– To, czego ja bym oczekiwała od przewodniczącego Tuska, dzisiaj najważniejszego gdańszczanina i Polaka w Europie, to stanięcia po stronie bliskich mi wartości – stwierdziła w radiu TOK FM prezydent Gdańska Aleksandra Dulkiewicz.
– To, czego ja bym oczekiwała od przewodniczącego Tuska, dzisiaj najważniejszego gdańszczanina i Polaka w Europie, to stanięcia po stronie bliskich mi wartości, stanięcia bardzo mocno publicznie, przekonania Polaków, że jesteśmy w stanie te wartości nie tylko obronić, ale w emocjonalny sposób, wizją demokratycznego państwa prawa, państwa zdecentralizowanego, gdzie są silne NGO-sy, zarazić miliony Polaków - powiedziała w radiu TOK FM prezydent Gdańska Aleksandra Dulkiewicz.

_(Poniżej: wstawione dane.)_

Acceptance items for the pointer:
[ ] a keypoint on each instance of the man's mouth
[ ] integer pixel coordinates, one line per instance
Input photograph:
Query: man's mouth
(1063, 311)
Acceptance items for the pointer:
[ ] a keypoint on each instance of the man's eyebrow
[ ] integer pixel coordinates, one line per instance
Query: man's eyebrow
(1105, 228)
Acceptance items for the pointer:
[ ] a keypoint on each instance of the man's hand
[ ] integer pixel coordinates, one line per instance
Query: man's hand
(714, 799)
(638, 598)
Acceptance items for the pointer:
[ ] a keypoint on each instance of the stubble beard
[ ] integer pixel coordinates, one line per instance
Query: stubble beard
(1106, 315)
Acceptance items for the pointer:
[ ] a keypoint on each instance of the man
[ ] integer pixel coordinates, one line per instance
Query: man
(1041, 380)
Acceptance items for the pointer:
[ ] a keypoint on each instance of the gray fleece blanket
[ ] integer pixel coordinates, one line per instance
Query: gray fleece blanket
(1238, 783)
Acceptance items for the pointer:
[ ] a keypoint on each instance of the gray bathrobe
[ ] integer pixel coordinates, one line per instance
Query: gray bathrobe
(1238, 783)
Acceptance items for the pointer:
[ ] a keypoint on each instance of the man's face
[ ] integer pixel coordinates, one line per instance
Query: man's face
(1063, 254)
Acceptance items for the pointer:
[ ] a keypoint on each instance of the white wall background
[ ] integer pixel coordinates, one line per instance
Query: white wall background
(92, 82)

– Głęboki jest ten rów między nami, ale będę cały czas próbować, bo uważam, że innej drogi nie ma. (…)To nie jest trudna sztuka, kiedy popatrzymy na nasze rodziny, gdzie nie potrafimy razem usiąść do wigilii, to będziemy razem jeździć po Polsce z naszym okrągłym stołem - przekonywała.